Fur farms

Eighty-five percent of the fur industry’s skins come from animals on fur farms—dismal, often filthy places where thousands of animals are usually kept in wire cages for their entire lives. As on fur farms where animals are raised for food, the methods used on fur farms are designed to maximize profits, always at the expense of the animals.

To cut costs, fur farmers pack animals into unbearably small cages, preventing them from taking more than a few steps in any direction or doing anything that is natural and important to them, such as running, swimming, making nests, and finding mates. In those fur farms many animals go insane under these conditions.

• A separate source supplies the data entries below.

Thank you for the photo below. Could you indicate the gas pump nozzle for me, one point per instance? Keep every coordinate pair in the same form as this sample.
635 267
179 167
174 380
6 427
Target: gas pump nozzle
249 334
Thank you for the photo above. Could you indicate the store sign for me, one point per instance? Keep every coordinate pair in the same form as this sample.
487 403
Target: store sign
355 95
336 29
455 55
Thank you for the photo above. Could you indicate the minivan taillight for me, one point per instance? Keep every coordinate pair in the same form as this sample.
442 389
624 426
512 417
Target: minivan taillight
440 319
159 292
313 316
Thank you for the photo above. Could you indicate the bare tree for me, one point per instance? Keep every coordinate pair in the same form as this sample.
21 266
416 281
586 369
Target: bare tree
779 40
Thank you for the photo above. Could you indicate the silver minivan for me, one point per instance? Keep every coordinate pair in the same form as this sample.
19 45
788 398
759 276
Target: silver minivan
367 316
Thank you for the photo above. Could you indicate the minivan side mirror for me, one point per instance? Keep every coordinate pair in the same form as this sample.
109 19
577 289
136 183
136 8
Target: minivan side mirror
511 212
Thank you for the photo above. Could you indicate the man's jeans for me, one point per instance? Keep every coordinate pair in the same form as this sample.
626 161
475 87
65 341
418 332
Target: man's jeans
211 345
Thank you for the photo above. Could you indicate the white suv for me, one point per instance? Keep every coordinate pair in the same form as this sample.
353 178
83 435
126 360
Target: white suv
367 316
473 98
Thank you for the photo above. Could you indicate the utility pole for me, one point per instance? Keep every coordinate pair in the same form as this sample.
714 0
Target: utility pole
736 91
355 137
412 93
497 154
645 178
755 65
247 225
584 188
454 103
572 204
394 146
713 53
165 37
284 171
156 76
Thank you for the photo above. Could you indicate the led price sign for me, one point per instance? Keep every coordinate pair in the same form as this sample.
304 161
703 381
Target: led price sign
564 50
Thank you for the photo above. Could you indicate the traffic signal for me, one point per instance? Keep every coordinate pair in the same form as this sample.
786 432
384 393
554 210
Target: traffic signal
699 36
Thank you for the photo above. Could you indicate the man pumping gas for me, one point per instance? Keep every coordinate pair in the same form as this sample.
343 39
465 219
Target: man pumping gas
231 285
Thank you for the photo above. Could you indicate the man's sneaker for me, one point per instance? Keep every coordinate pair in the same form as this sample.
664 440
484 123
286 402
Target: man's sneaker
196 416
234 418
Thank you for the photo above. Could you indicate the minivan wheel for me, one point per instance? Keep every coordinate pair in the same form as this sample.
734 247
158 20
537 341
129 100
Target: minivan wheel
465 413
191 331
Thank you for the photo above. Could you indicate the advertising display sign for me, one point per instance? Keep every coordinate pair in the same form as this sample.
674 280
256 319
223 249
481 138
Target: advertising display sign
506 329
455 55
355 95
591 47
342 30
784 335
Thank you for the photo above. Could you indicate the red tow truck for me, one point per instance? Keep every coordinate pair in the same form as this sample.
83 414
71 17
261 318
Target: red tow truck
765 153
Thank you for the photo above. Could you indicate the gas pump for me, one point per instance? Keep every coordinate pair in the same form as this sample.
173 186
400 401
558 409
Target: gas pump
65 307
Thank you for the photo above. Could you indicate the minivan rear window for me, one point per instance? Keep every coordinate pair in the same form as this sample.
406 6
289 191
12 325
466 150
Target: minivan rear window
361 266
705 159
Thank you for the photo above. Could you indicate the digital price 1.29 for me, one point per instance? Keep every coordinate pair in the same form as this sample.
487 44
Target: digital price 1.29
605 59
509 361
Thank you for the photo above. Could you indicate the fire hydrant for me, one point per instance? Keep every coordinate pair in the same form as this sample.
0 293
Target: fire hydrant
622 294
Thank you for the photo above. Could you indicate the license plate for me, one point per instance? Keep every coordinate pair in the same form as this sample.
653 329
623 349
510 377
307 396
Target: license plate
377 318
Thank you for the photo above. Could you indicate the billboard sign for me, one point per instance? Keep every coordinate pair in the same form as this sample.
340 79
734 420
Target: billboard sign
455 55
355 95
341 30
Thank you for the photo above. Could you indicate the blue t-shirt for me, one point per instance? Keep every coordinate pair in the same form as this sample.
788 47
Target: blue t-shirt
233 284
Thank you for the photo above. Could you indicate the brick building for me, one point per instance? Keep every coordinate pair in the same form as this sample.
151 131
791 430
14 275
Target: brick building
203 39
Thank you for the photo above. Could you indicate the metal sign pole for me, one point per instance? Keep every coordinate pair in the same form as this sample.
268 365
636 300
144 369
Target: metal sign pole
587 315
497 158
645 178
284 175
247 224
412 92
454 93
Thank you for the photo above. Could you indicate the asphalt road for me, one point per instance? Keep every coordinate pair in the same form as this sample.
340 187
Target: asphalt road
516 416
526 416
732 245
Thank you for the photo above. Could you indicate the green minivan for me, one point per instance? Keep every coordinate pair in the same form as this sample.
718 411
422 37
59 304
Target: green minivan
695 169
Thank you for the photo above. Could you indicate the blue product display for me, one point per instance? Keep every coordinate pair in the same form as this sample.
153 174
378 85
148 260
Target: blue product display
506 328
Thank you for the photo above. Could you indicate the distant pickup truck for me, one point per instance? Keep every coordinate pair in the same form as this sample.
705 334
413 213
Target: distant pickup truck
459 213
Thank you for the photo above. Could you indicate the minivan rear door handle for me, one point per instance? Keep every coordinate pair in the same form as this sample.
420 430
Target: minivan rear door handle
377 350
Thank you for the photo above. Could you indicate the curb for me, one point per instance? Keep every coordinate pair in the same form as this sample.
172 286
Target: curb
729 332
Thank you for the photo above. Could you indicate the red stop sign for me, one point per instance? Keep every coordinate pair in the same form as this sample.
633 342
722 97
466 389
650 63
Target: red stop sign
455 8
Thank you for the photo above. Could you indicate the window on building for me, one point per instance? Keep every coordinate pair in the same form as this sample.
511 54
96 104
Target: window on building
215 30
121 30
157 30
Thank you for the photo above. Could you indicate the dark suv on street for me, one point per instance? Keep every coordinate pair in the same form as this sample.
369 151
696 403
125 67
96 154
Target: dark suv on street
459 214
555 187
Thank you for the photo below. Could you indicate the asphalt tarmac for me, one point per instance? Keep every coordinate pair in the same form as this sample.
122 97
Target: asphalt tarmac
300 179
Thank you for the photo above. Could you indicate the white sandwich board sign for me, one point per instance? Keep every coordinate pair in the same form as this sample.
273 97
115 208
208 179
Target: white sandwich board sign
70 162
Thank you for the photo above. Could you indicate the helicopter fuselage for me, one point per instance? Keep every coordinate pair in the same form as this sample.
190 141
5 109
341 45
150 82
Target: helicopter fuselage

The anguish and frustration of life in a cage leads many animals to self-mutilate, biting at their skin, tail, and feet; frantically pace and circle endlessly; and even cannibalize their cagemates.

Rows of cages are often housed in giant, dark, filthy sheds or barns where the ammonia from the animals’ accumulated urine and feces burns their eyes and lungs, or they may simply be lined up outdoors, where animals have no protection from bone-chilling cold, driving rain, or sweltering heat. Parasites and disease run rampant on fur farms, making these animals’ already miserable lives even more unbearable.

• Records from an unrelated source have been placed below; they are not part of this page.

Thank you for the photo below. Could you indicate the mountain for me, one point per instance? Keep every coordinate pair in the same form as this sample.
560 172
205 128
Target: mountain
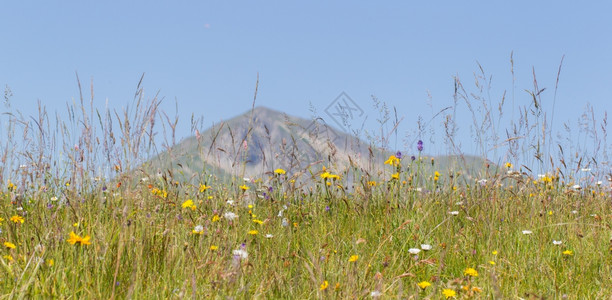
262 140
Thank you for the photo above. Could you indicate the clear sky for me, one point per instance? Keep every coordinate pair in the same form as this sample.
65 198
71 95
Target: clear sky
206 55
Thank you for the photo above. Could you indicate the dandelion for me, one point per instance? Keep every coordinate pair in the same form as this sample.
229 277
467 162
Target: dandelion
203 188
448 293
414 251
470 272
75 239
199 229
17 219
189 204
324 285
230 216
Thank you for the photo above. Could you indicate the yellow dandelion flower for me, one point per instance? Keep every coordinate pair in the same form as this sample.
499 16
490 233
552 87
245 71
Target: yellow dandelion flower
75 239
17 219
189 204
448 293
203 188
423 284
470 272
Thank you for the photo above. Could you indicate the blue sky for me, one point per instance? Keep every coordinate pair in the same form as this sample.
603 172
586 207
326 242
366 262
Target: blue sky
205 56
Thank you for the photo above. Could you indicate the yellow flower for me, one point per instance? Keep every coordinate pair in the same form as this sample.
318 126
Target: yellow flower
448 293
423 284
75 239
470 272
189 204
324 285
17 219
394 161
203 188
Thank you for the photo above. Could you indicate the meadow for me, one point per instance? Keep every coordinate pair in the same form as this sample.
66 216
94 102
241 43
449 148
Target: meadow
402 230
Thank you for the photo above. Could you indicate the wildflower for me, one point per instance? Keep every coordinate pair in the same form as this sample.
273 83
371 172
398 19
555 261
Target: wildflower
393 161
203 188
199 229
448 293
75 239
470 272
414 250
189 204
324 285
230 215
17 219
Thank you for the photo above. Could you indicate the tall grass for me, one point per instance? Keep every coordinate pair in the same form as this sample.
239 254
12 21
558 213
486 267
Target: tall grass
531 223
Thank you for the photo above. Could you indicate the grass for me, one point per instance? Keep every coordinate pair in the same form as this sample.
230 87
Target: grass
508 234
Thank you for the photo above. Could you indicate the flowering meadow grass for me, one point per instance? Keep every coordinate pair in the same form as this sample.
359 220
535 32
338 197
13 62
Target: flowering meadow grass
82 217
530 238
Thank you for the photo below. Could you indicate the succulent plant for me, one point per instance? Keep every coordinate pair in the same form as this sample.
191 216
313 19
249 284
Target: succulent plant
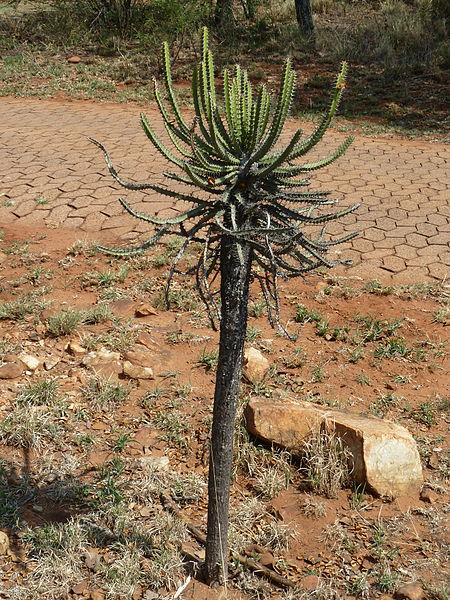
249 208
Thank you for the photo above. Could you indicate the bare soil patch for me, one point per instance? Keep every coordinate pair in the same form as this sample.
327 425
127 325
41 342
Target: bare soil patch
80 482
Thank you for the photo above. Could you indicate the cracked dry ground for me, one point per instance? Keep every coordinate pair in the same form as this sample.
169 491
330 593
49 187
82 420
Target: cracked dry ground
86 451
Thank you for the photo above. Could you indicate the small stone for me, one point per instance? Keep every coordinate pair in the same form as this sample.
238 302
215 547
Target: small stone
75 348
267 560
31 362
51 362
385 455
80 588
410 591
142 358
256 365
145 310
11 371
93 560
427 495
95 358
310 582
137 372
4 543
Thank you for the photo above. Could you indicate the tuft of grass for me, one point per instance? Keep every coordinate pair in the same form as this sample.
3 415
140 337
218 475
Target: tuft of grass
305 315
43 392
208 359
104 395
28 426
64 323
327 463
17 310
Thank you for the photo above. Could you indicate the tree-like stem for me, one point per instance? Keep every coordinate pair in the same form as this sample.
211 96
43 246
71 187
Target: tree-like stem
235 280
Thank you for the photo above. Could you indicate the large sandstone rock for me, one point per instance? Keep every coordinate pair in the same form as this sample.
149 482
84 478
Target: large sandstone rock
385 454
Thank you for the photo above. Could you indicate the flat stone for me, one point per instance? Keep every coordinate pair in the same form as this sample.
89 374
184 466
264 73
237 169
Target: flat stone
136 371
11 370
31 362
142 358
385 455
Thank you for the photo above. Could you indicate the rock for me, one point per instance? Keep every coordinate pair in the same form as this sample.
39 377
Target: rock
80 588
4 543
95 358
137 372
310 582
410 591
11 370
256 365
146 340
142 358
123 306
93 560
31 362
267 560
145 437
51 362
427 495
75 348
145 309
385 454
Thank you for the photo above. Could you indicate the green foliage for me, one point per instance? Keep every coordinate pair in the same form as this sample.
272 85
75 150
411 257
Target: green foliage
251 192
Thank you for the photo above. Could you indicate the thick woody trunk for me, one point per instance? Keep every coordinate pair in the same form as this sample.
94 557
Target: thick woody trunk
235 279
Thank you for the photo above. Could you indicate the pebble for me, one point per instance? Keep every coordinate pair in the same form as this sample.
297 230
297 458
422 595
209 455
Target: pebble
11 371
410 591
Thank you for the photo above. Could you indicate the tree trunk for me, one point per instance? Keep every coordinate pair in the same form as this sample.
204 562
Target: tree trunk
304 16
235 279
223 15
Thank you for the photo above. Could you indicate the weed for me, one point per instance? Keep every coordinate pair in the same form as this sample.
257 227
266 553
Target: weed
402 379
384 404
28 426
296 359
363 379
253 333
318 374
17 310
104 395
65 322
425 413
304 315
393 348
120 443
208 359
442 316
83 248
43 392
104 278
313 508
326 463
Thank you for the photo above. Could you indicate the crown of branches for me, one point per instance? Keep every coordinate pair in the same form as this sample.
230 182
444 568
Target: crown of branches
251 190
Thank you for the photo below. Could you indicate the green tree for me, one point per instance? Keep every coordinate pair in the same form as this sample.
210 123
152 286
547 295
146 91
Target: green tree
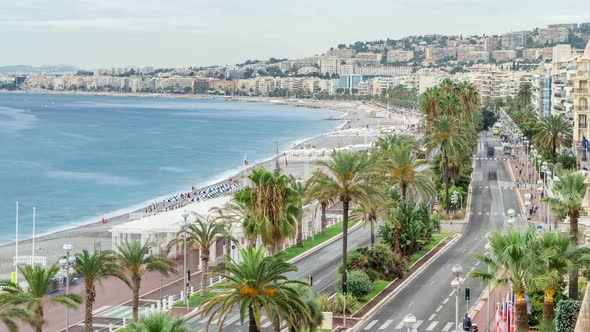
203 235
134 260
254 284
449 139
347 183
554 132
569 192
39 281
93 268
158 322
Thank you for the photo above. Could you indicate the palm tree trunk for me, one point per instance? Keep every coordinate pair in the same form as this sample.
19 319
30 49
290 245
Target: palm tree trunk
446 176
345 204
299 241
89 303
135 304
324 207
548 311
253 327
573 286
205 272
522 319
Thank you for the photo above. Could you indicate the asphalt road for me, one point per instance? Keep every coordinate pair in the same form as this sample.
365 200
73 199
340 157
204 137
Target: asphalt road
322 265
429 296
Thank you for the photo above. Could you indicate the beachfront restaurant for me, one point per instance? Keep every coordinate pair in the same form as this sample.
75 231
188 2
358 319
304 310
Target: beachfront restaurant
161 228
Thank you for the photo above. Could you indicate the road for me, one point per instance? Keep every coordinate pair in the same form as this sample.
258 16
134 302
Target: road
321 265
429 296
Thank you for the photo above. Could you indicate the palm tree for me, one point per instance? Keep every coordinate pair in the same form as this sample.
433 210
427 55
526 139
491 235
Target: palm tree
555 132
256 283
202 234
324 201
11 306
569 193
448 137
158 322
513 261
93 268
300 188
348 183
39 281
134 260
402 173
273 206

Animals on fur farms are fed with meat by products considered unfit for human consumption. Water on fur farms is provided by a nipple system, which often freezes in the winter.

Unfortunately, no federal humane slaughter law protects animals on fur farms (fur factories) but they should, and killing methods are gruesome. Because fur farmers care only about preserving the quality of the fur, they use slaughter methods that keep the pelts intact but that can result in extreme suffering for the animals. Some animals even wake up while they are being skinned.

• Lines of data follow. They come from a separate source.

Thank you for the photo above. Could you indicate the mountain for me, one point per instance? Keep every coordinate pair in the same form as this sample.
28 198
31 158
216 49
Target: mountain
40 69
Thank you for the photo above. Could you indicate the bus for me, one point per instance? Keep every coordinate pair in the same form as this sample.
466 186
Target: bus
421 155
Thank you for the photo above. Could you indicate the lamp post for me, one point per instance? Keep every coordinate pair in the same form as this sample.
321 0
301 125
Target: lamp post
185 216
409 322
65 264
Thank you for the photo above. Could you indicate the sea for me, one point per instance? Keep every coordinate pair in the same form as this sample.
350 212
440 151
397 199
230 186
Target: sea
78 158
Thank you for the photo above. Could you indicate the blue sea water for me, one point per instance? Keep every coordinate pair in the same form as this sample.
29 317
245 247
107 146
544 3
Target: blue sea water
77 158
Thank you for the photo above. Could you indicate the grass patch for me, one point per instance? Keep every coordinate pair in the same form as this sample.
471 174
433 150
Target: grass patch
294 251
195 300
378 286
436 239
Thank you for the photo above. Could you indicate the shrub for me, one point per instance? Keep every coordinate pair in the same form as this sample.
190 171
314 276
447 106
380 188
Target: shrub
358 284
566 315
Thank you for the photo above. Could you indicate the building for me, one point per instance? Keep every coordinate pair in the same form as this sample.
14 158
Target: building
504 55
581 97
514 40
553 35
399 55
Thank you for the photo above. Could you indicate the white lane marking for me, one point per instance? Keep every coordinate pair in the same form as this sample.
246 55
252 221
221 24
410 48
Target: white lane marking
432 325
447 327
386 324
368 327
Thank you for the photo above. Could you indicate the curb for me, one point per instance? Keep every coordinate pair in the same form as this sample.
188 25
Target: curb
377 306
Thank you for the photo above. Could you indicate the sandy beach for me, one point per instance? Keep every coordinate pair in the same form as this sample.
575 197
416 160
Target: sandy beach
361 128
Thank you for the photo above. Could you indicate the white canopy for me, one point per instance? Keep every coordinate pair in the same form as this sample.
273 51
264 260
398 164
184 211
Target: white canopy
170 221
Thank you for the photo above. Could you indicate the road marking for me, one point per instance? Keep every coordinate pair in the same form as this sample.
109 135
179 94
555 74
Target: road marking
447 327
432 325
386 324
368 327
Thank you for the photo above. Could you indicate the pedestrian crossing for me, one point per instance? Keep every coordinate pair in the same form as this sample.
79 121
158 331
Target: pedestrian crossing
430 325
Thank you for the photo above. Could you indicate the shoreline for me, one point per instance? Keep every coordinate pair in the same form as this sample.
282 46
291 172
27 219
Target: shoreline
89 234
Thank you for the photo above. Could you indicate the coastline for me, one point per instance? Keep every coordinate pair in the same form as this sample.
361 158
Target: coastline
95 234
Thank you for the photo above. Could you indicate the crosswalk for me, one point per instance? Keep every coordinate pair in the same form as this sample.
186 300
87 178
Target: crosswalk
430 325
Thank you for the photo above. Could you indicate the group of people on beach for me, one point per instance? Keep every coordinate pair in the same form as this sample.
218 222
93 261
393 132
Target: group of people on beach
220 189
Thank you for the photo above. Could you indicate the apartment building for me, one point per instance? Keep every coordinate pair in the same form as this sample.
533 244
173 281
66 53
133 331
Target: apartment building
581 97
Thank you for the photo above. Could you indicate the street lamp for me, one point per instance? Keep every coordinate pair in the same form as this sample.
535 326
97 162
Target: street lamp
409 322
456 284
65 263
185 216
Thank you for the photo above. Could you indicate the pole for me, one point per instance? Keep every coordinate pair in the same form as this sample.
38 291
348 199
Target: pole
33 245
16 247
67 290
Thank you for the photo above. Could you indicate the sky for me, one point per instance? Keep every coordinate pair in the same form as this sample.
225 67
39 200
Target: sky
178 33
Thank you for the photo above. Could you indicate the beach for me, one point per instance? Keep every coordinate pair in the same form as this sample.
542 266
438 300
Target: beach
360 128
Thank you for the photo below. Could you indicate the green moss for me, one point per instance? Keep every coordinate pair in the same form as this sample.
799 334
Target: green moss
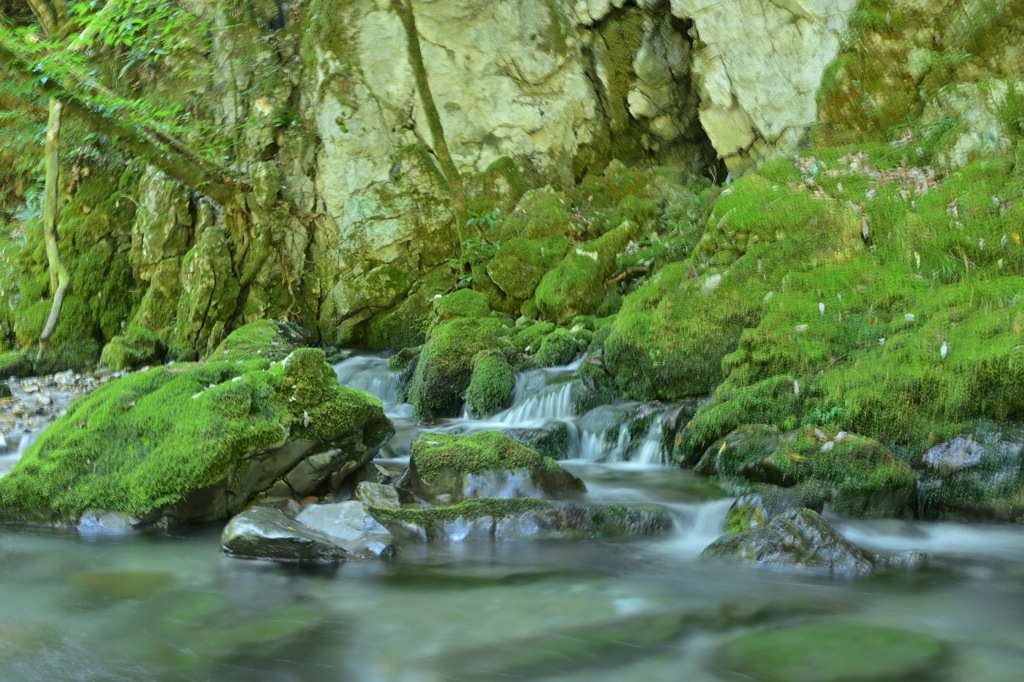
463 303
520 263
558 348
444 368
14 364
137 347
263 339
528 338
434 454
833 652
130 444
540 214
673 332
577 286
491 384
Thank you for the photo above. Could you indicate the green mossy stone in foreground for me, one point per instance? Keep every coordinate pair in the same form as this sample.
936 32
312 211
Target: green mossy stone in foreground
192 441
449 468
491 384
833 652
521 518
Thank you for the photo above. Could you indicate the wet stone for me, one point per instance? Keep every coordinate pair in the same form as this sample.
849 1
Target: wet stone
262 533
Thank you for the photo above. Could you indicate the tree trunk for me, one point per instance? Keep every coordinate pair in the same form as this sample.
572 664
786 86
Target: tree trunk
58 273
404 10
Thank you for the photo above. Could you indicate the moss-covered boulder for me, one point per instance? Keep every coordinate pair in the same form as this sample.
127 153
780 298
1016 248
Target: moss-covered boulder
559 347
461 328
521 518
799 538
832 651
197 442
755 509
448 469
577 286
865 478
672 334
137 347
492 383
14 364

“And how are they slaughtered, sir?” Shoot an answer doctor, coupled with a look that reads a trace of guilt: “The cervical dislocation.” Aham. That they break the head…. Then I show how: ”It takes just like that, bang, feel nothing, died on the spot” (no, that was not alive). How cute! :( (  We’re talking about their bright future of chinchilla’s  fur farms. But not only them.

The fur industry refuses to condemn even blatantly cruel killing methods in these fur farms.

As a consumer, you can help put an end to this cruel practice by refusing to buy any products made with fur, including fur trim.